Квимби с минутку подумал над этим.
— Хм, — сказал он, — хотя мне ненавистно думать, что наши соблазнительные соседи с континента могут обладать хоть каким-то здравым смыслом, пожалуй, стоит признать, что слово «фотография» гораздо удобнее ложится на язык, чем это громоздкое «фотопроизведенный рисунок», как вы считаете?
— Мистер Тэлбот настаивает на термине «фотопроизведенный рисунок», сэр.
— Пусть будет так. И что там Генри уже фотопроизведенно нарисовал?
— Он сделал несколько видов озера Комо, сэр, и они очень красивы; а также окно Риель в аббатстве Лакок, поистине прекрасный фотопроизведенный рисунок, сэр, осмелюсь доложить.
— Декорация, — презрительно фыркнул Квимби. — Декорация. Типично для Генри. Никакого полета фантазии.
— Сэр?
— Крэйвен, слушай сюда, — Квимби понизил голос до заговорщицкого шепота, — в библиотеке, что ниже по лестнице, сидят три самые разнузданные и опустившиеся лондонские проститутки, и скоро я воспользуюсь ими. Одной или всеми сразу, хотя это и необязательно. Твоя работа, Крэйвен, будет заключаться в том, чтобы документировать главный момент этого события, с помощью… вот этого, — он показал на треногу, которую Крэйвен притащил в кабинет, поставив в угол комнаты, — и я тебе обещаю, что результаты будут намного более увлекательными, чем виды озера Комо.
— Да, сэр.
Квимби придвинулся еще ближе. «Говорят, Квимби, что внутри одной из этих дам может поместиться целый ананас».
— О Господи, сэр.
— Точно-точно. С такой картинкой можно будет полагаться не только на свою память.

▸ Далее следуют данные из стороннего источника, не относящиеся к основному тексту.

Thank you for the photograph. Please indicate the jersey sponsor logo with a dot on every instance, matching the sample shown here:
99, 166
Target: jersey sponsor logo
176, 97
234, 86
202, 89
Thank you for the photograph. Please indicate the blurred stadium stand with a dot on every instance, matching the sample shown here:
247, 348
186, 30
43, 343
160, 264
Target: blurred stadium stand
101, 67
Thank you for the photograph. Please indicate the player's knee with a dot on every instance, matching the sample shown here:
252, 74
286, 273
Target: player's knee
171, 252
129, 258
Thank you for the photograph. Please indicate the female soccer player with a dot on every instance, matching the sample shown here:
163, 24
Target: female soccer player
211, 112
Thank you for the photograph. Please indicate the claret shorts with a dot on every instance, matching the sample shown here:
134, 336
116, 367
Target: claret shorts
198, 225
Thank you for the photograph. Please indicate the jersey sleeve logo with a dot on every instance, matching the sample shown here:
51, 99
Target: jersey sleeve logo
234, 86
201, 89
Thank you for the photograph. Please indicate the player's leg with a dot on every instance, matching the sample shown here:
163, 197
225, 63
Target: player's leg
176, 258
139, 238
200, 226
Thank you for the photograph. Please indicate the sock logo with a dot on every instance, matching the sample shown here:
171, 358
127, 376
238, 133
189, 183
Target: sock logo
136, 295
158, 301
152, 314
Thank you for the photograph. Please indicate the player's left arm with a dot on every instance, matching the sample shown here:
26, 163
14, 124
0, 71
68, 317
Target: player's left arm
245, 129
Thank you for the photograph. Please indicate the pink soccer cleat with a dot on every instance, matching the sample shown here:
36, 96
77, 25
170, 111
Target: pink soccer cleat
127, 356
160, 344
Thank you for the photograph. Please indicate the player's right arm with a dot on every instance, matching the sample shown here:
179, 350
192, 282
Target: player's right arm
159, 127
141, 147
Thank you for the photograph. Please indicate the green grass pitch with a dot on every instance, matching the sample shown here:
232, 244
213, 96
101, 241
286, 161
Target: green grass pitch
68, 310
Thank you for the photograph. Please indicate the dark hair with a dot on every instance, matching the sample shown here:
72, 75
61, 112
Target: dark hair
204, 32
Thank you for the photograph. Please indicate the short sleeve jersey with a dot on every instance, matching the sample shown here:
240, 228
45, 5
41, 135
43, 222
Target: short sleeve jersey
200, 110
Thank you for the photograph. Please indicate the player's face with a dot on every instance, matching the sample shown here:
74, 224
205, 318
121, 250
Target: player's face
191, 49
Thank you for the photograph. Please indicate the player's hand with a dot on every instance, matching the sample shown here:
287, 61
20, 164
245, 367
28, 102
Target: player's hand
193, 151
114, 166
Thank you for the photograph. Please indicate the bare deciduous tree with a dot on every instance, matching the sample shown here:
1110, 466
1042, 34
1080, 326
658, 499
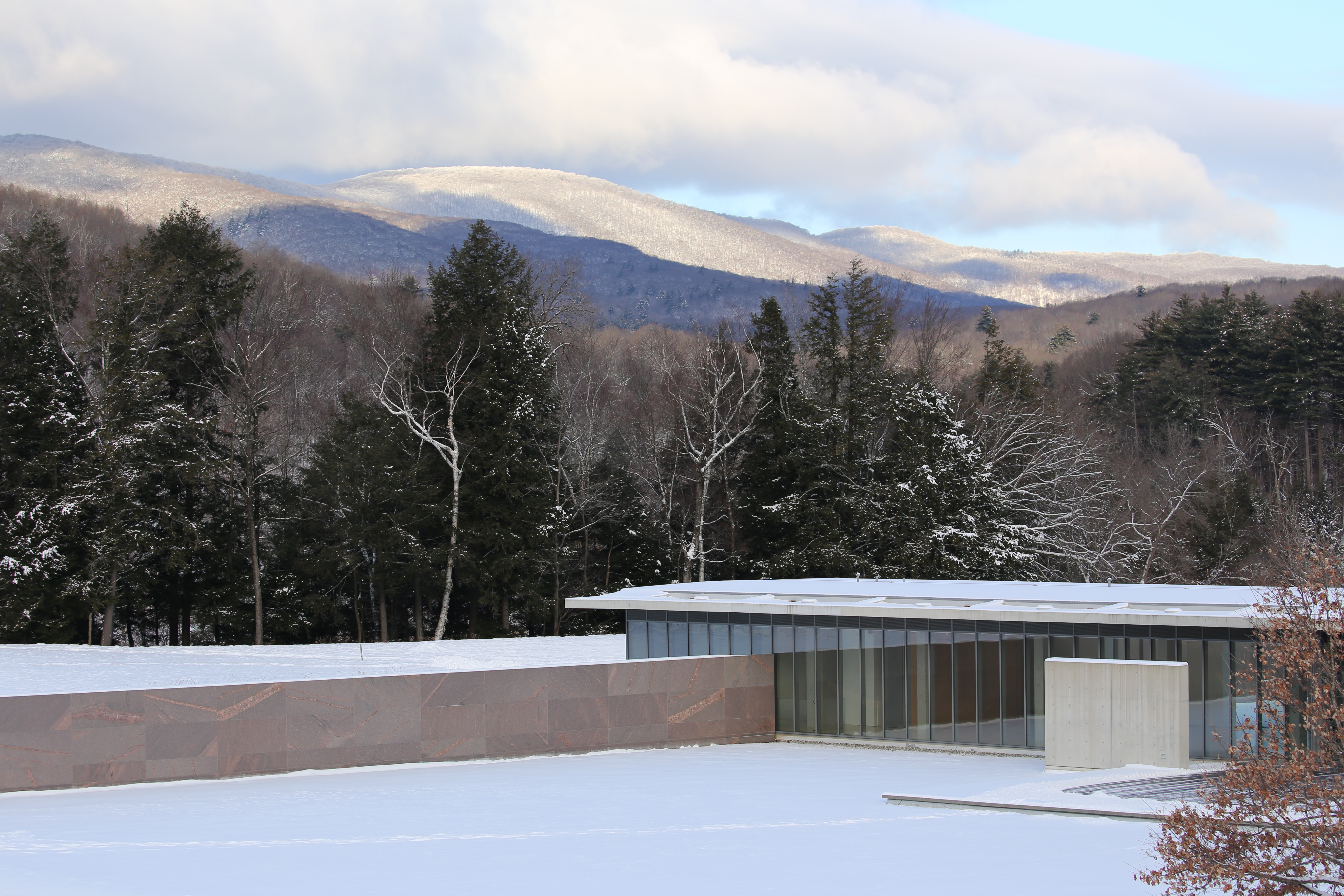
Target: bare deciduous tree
429, 410
1273, 823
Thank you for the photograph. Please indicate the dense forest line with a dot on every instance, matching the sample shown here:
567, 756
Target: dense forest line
213, 445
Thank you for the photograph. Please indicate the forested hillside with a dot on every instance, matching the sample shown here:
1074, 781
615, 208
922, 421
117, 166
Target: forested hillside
205, 445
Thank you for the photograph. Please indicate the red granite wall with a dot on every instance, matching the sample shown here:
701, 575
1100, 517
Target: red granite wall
170, 734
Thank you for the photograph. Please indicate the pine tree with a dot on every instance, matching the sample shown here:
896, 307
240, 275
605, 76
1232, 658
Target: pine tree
1064, 339
41, 404
773, 467
1005, 374
158, 357
483, 300
931, 508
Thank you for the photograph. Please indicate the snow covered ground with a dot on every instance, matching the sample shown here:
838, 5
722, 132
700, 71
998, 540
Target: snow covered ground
61, 668
781, 817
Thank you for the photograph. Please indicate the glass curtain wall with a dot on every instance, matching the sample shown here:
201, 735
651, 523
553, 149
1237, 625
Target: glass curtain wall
949, 682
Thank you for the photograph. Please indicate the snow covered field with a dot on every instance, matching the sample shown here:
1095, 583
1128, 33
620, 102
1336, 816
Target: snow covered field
62, 668
777, 817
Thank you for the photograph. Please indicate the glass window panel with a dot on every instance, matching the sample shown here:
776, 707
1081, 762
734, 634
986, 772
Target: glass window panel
679, 644
851, 684
941, 678
894, 684
991, 696
1193, 653
1088, 648
873, 683
658, 640
1218, 698
700, 639
806, 691
1061, 647
917, 682
828, 684
964, 683
1014, 691
638, 640
1036, 671
784, 692
741, 640
1244, 691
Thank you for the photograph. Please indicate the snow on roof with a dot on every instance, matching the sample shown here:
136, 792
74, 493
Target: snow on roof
68, 668
937, 600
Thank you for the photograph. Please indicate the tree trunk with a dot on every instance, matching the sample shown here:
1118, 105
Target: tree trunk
359, 627
382, 612
420, 615
452, 557
556, 588
700, 520
1307, 450
109, 615
252, 539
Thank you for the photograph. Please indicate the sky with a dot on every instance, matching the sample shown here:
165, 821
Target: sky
1030, 124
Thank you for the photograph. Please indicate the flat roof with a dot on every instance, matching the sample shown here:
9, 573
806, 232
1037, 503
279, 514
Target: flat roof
1168, 605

— Да, сэр, — просиял улыбкой Крэйвен.
С улицы раздался какой-то шум, и Квимби подошел к окну, чтобы отодвинуть плотные, слава богу, шторы и выглянуть наружу.

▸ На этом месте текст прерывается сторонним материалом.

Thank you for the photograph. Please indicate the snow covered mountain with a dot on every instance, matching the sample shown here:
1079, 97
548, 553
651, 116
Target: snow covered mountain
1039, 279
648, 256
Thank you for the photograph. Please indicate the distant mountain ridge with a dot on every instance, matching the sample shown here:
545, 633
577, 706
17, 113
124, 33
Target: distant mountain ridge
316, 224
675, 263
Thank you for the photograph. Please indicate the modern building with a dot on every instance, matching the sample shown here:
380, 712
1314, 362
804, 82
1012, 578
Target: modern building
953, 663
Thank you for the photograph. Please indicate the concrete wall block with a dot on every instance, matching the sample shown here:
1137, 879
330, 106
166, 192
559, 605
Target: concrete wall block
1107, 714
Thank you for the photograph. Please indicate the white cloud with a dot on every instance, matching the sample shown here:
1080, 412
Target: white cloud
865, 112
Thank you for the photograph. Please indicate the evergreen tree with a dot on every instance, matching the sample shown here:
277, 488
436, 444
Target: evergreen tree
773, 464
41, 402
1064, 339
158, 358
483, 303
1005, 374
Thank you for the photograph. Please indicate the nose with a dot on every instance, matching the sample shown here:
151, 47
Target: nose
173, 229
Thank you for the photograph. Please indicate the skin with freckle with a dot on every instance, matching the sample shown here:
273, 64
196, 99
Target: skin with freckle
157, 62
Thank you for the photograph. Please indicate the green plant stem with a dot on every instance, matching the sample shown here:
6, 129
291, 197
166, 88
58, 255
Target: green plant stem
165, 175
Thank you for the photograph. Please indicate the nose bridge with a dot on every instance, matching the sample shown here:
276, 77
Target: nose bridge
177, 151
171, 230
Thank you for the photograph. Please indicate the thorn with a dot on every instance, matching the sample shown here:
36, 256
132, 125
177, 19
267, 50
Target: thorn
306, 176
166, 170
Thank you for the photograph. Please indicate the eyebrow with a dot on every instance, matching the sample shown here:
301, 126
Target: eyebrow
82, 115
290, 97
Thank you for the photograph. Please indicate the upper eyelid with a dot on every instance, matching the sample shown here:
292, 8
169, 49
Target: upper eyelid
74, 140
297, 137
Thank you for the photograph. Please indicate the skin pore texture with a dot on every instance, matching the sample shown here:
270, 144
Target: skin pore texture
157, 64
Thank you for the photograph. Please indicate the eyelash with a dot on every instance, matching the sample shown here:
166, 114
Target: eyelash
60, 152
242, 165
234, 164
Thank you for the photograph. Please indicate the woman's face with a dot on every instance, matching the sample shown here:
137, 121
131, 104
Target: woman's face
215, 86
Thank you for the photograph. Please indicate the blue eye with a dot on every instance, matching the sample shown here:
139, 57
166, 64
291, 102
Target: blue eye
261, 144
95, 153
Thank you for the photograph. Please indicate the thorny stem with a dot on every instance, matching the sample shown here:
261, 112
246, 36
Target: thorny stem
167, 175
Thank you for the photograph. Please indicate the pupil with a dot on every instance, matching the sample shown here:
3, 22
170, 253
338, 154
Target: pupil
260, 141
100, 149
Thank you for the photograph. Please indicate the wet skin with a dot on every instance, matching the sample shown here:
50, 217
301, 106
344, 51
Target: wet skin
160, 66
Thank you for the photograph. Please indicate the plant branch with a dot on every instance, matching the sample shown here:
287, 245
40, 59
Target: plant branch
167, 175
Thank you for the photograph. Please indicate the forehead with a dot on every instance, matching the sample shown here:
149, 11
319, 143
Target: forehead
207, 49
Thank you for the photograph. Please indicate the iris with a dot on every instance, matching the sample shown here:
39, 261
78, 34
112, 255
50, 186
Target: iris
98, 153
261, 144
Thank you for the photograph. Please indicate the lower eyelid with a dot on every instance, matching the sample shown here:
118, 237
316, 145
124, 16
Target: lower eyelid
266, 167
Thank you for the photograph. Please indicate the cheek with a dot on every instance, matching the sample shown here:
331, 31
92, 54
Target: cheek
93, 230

Тускло поблескивали булыжники неровной мостовой, освещенные лишь слабо горевшими газовыми фонарями, установленными на перекрестках улиц, да еще светом, падавшим из окна посудомойни в его собственном доме. Он нахмурился, не понимая, откуда шум: от кошек, что ли? Посмотрел туда и сюда, и вот в конце улицы появился человек, бежавший со всех ног — с вытаращенными от ужаса глазами.
Он был в рабочей одежде, в кепке и кожаном фартуке — бондарь, наверное, — и его одежда была чем-то забрызгана, какой-то жидкостью.
Смолой? Маслом? Пламя в газовых лампах дико заметалось, будто на него действовало еще что-то кроме ветра.
Погасло.
Зажглось.
Погасло.
Зажглось.
Нет, это не смола и не масло, понял Квимби, когда человек пробежал под его окном: это было похоже на кровь.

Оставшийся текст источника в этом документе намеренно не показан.